Finally, a story about a circus that is cool. There aren't creepy clowns or abused animals in this circus. All of the food sold at this circus is out of this world and probably doesn't give anyone indigestion. And while there is no shortage of bizarre entertainment, the freaks in this circus have talents most other circus performers don't...and that's the secret of the Night Circus.
Morgenstern's debut novel takes place in England in the 1800's. We meet two men...The first is Prospero the Enchanter, who has natural magical abilities that he disguises as illusions for audiences. The second is the mysterious Mr. A. H. who agrees to a challenge with Prospero. They will each raise a protege to compete in a magical competition of sorts. Prospero's protege has natural ability while Mr. A. H.'s will be taught. Unbeknownst to the proteges, they will compete against each other in this strange competition. So begins the Night Circus.
Imagine you wake up one day and see black and white circus tents set up that weren't there the day before. No one heard the trains arrive in town, no one noticed the tents being set up, but there it is. And even stranger, the circus is only open from dusk to dawn. Instead of a main tent, there are many tents and exhibitions...too many to explore in one evening. There are performers like Celia the illusionist, Tsukiko, the contortionist, and Isobelle, the fortune teller. There are experiences like the ice garden, the labryinth, or the wishing tree. And each thing you see and experience seems geniune. You don't know how the illusionist made a person in the audience disappear, or how the contortionist fit in that glass box, but you are enchanted and find yourself obsessed with the circus.
Besides the competition between Propero and Mr.

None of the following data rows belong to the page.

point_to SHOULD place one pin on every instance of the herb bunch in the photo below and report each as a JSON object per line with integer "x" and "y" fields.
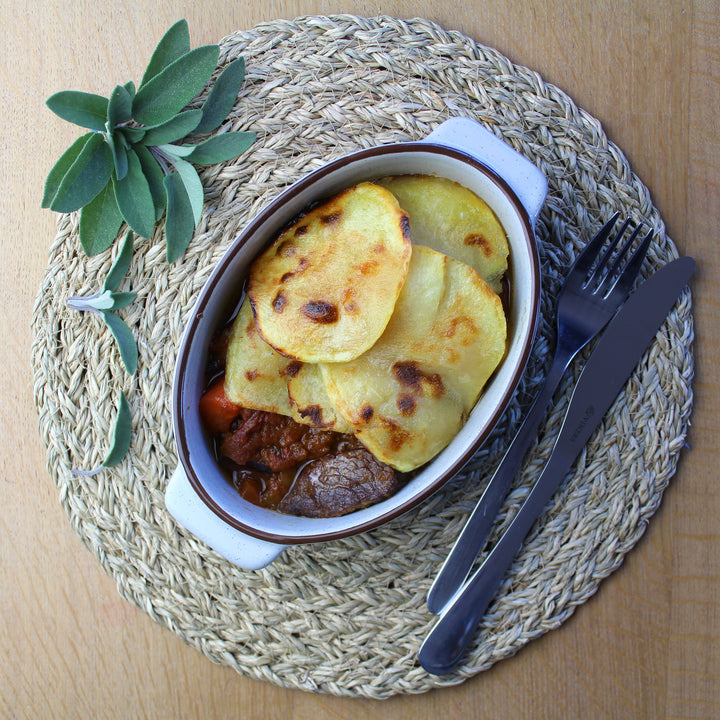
{"x": 135, "y": 164}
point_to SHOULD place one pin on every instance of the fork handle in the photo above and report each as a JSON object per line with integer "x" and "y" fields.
{"x": 445, "y": 644}
{"x": 474, "y": 535}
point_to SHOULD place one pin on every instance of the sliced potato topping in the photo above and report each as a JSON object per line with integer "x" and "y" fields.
{"x": 449, "y": 218}
{"x": 347, "y": 327}
{"x": 408, "y": 395}
{"x": 325, "y": 290}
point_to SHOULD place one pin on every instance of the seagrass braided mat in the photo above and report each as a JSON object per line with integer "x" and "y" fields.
{"x": 347, "y": 617}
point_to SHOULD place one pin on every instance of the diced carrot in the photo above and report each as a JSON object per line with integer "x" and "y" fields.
{"x": 216, "y": 410}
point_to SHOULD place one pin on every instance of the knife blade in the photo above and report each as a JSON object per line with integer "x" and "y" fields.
{"x": 608, "y": 368}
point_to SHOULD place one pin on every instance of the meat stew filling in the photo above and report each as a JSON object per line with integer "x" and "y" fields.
{"x": 277, "y": 463}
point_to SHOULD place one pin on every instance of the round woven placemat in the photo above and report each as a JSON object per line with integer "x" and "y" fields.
{"x": 347, "y": 617}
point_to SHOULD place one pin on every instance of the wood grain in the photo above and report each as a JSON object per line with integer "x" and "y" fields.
{"x": 646, "y": 646}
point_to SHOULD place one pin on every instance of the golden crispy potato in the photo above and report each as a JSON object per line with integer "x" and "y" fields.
{"x": 326, "y": 288}
{"x": 409, "y": 394}
{"x": 449, "y": 218}
{"x": 256, "y": 375}
{"x": 309, "y": 401}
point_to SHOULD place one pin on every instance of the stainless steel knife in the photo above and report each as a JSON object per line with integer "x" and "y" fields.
{"x": 609, "y": 366}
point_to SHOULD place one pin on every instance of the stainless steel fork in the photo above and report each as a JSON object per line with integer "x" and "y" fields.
{"x": 596, "y": 285}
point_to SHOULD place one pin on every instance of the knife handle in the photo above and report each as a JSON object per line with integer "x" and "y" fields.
{"x": 474, "y": 535}
{"x": 446, "y": 643}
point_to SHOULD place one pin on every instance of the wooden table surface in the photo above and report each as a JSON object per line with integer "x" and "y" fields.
{"x": 646, "y": 646}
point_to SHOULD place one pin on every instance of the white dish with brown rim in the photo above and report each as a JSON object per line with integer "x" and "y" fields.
{"x": 199, "y": 496}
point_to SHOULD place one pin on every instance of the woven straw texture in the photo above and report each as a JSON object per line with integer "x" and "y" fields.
{"x": 348, "y": 617}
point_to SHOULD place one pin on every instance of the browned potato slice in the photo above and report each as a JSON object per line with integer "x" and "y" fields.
{"x": 255, "y": 375}
{"x": 309, "y": 401}
{"x": 325, "y": 290}
{"x": 449, "y": 218}
{"x": 409, "y": 394}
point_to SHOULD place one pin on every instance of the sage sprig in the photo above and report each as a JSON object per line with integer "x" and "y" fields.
{"x": 135, "y": 163}
{"x": 106, "y": 300}
{"x": 122, "y": 435}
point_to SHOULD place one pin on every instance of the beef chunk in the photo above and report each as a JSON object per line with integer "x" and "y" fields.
{"x": 338, "y": 484}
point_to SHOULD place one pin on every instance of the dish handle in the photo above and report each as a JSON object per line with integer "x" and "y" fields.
{"x": 469, "y": 136}
{"x": 184, "y": 504}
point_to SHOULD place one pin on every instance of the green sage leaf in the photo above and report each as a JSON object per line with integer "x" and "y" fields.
{"x": 220, "y": 148}
{"x": 119, "y": 150}
{"x": 173, "y": 45}
{"x": 193, "y": 187}
{"x": 124, "y": 338}
{"x": 84, "y": 109}
{"x": 100, "y": 221}
{"x": 86, "y": 177}
{"x": 175, "y": 129}
{"x": 167, "y": 93}
{"x": 175, "y": 150}
{"x": 119, "y": 108}
{"x": 121, "y": 299}
{"x": 154, "y": 175}
{"x": 222, "y": 95}
{"x": 134, "y": 198}
{"x": 122, "y": 433}
{"x": 60, "y": 169}
{"x": 121, "y": 264}
{"x": 132, "y": 134}
{"x": 179, "y": 224}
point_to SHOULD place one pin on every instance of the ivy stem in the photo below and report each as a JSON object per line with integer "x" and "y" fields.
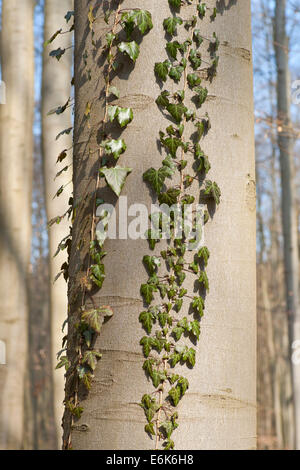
{"x": 161, "y": 392}
{"x": 184, "y": 119}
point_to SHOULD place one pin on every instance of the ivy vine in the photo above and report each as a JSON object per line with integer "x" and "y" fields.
{"x": 162, "y": 319}
{"x": 121, "y": 23}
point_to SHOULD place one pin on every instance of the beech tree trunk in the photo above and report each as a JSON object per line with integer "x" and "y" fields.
{"x": 289, "y": 215}
{"x": 56, "y": 91}
{"x": 219, "y": 409}
{"x": 16, "y": 156}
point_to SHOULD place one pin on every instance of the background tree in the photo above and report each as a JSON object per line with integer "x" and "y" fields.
{"x": 289, "y": 214}
{"x": 16, "y": 149}
{"x": 56, "y": 92}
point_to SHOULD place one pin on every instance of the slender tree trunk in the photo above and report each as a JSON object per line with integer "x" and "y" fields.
{"x": 219, "y": 410}
{"x": 16, "y": 156}
{"x": 289, "y": 219}
{"x": 56, "y": 91}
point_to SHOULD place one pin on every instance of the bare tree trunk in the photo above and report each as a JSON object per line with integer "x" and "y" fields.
{"x": 56, "y": 91}
{"x": 219, "y": 410}
{"x": 16, "y": 156}
{"x": 289, "y": 220}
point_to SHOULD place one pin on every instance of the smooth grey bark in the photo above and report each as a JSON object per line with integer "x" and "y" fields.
{"x": 219, "y": 410}
{"x": 56, "y": 90}
{"x": 16, "y": 156}
{"x": 289, "y": 216}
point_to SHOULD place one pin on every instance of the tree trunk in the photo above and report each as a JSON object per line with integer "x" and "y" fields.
{"x": 219, "y": 409}
{"x": 56, "y": 91}
{"x": 16, "y": 156}
{"x": 289, "y": 219}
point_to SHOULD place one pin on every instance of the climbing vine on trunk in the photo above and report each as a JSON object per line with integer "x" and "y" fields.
{"x": 163, "y": 348}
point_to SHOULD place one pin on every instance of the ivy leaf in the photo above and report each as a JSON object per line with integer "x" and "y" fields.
{"x": 63, "y": 362}
{"x": 161, "y": 69}
{"x": 201, "y": 94}
{"x": 175, "y": 395}
{"x": 175, "y": 3}
{"x": 172, "y": 144}
{"x": 213, "y": 190}
{"x": 172, "y": 48}
{"x": 95, "y": 317}
{"x": 152, "y": 263}
{"x": 125, "y": 116}
{"x": 162, "y": 99}
{"x": 170, "y": 24}
{"x": 195, "y": 328}
{"x": 115, "y": 147}
{"x": 98, "y": 274}
{"x": 204, "y": 254}
{"x": 116, "y": 177}
{"x": 91, "y": 358}
{"x": 149, "y": 428}
{"x": 176, "y": 72}
{"x": 170, "y": 197}
{"x": 178, "y": 332}
{"x": 112, "y": 112}
{"x": 57, "y": 53}
{"x": 146, "y": 342}
{"x": 184, "y": 384}
{"x": 54, "y": 36}
{"x": 201, "y": 10}
{"x": 193, "y": 79}
{"x": 177, "y": 111}
{"x": 203, "y": 279}
{"x": 85, "y": 375}
{"x": 148, "y": 365}
{"x": 114, "y": 91}
{"x": 147, "y": 292}
{"x": 156, "y": 378}
{"x": 130, "y": 48}
{"x": 198, "y": 305}
{"x": 146, "y": 318}
{"x": 189, "y": 356}
{"x": 155, "y": 178}
{"x": 175, "y": 357}
{"x": 143, "y": 21}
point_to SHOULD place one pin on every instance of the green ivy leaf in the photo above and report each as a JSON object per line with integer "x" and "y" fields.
{"x": 125, "y": 116}
{"x": 213, "y": 190}
{"x": 95, "y": 317}
{"x": 91, "y": 358}
{"x": 146, "y": 318}
{"x": 147, "y": 292}
{"x": 204, "y": 254}
{"x": 115, "y": 147}
{"x": 143, "y": 20}
{"x": 170, "y": 197}
{"x": 171, "y": 23}
{"x": 155, "y": 178}
{"x": 146, "y": 342}
{"x": 198, "y": 305}
{"x": 161, "y": 69}
{"x": 130, "y": 48}
{"x": 189, "y": 356}
{"x": 177, "y": 111}
{"x": 115, "y": 177}
{"x": 172, "y": 48}
{"x": 193, "y": 79}
{"x": 175, "y": 395}
{"x": 152, "y": 263}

A. H.'s students, the Night Circus involves a host of other characters. Morgenstern introduces us to many of them, and they are as interesting and integral to the story as the others. We learn that although the Night Circus is a magical place, it isn't immune to human weakness. Can the circus be sustained? Can its secrets be kept? And how will the strange competition that began it all end?
This book left me satisfied. Morgenstern is a very visual writer. She takes the time to describe everything in delicious detail and as I read, I kept seeing everything as if it were a movie - which is my hope (apparently the film rights have been sold to Summit Entertainment so maybe her visions will come to fruition). The book has a victorian, romantic, and yes, magical feel. While I'm not sure it's an automatic pick for my year's top five...it's definitely a candidate.